Ce soir, je vus mon premier bol de soupe depuis quatre ans. J’ai redécouvert le doux mélange des légumes nés de la terre. Une immense sensation de chaleur m’envahit faisant gargouiller mon ventre de plaisir. Cinq cuillerées et je fus repue ; mon hôte s’enferma dans un étrange silence.
Les flammes dansent, joyeuses, dans le foyer ; une danse harmonieuse et apaisante. Le vieil homme les contemple, le regard vide, assis dans une bergère. Il ne doit pas être habitué à avoir de la compagnie. C’est un solitaire, la peau tannée par le soleil, les yeux bleus, légèrement verdâtres, comme un lac, une touffe de cheveux blancs, le corps sec. Son visage semblait éclairé par une infinie sagesse.

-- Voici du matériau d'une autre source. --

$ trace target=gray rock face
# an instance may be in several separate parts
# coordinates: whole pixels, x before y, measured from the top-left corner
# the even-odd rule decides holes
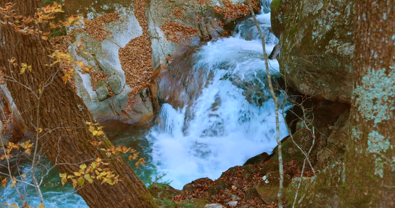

Un jour, deux, peut-être trois s’écoulèrent. Je restais dans un état léthargique mais doucement, mon corps reprenait vie. Une idée commençait à faire son chemin dans mon esprit.
Fièrement posé sur le
rebord de la fenêtre, un oiseau chante. La gorge bleutée, le bout
des ailes noir, le corps blanc maculé de tâches dorées, il rayonne
sous le soleil matinal. Avec une patience infinie, je
m’approche et fait tourner délicatement la poigné de la
fenêtre. L’ange bleuté semble m’attendre. L’astre
de jour est au zénith lorsqu’il se décide à sauter sur ma
main. Ses petites griffes entrent dans ma peau. Cependant, la
légère douleur fait place à l’émerveillement. Sans prévenir,
l’oiseau s’envole et je me précipite à
l’extérieur pour le suivre. 
Le choc est brutal. Etourdie un instant, je m’agrippe au mur de pierre. La nature s’étend sous mes yeux, d’une beauté époustouflante, d’une harmonie parfaite. Du doré étincelant de l’herbe, au brun tendre des troncs, du vert chatoyant des chênes, au rouge vif des coquelicots. Je suis subjuguée et m’avance incertaine dans cet univers nouveau. Je marche dans la poussière, je perds la mesure du temps. Je trempe mes pieds dans le ruisseau et les images du rêve m’envahissent, puissantes. Mon songe était à portée de main, il suffisait juste d’ouvrir les yeux…
Je me décide à rentrer lorsque le paysage s’est teinté des couleurs chaudes du crépuscule. Le vieil homme prépare déjà la soupe, il ne dit rien comme à son habitude. S’il ne m’avait pas brièvement parlé le premier jour, j’aurais cru qu’il était muet. En vérité, j’apprécie ce silence qu’il m’a imposé, je l’aime d’autant plus. J’entrepris de parcourir la vallée les jours suivants, de la forêt de Marsanne jusqu’aux plaines agricoles sur l’autre versant. Je retrouve un peu d’énergie, un peu de vie à chaque pas. Cependant, j’avais clairement conscience que mes parents ne pourraient rester sans nouvelles éternellement, aussi indifférents soient-ils. Cette pensée me nouait le ventre.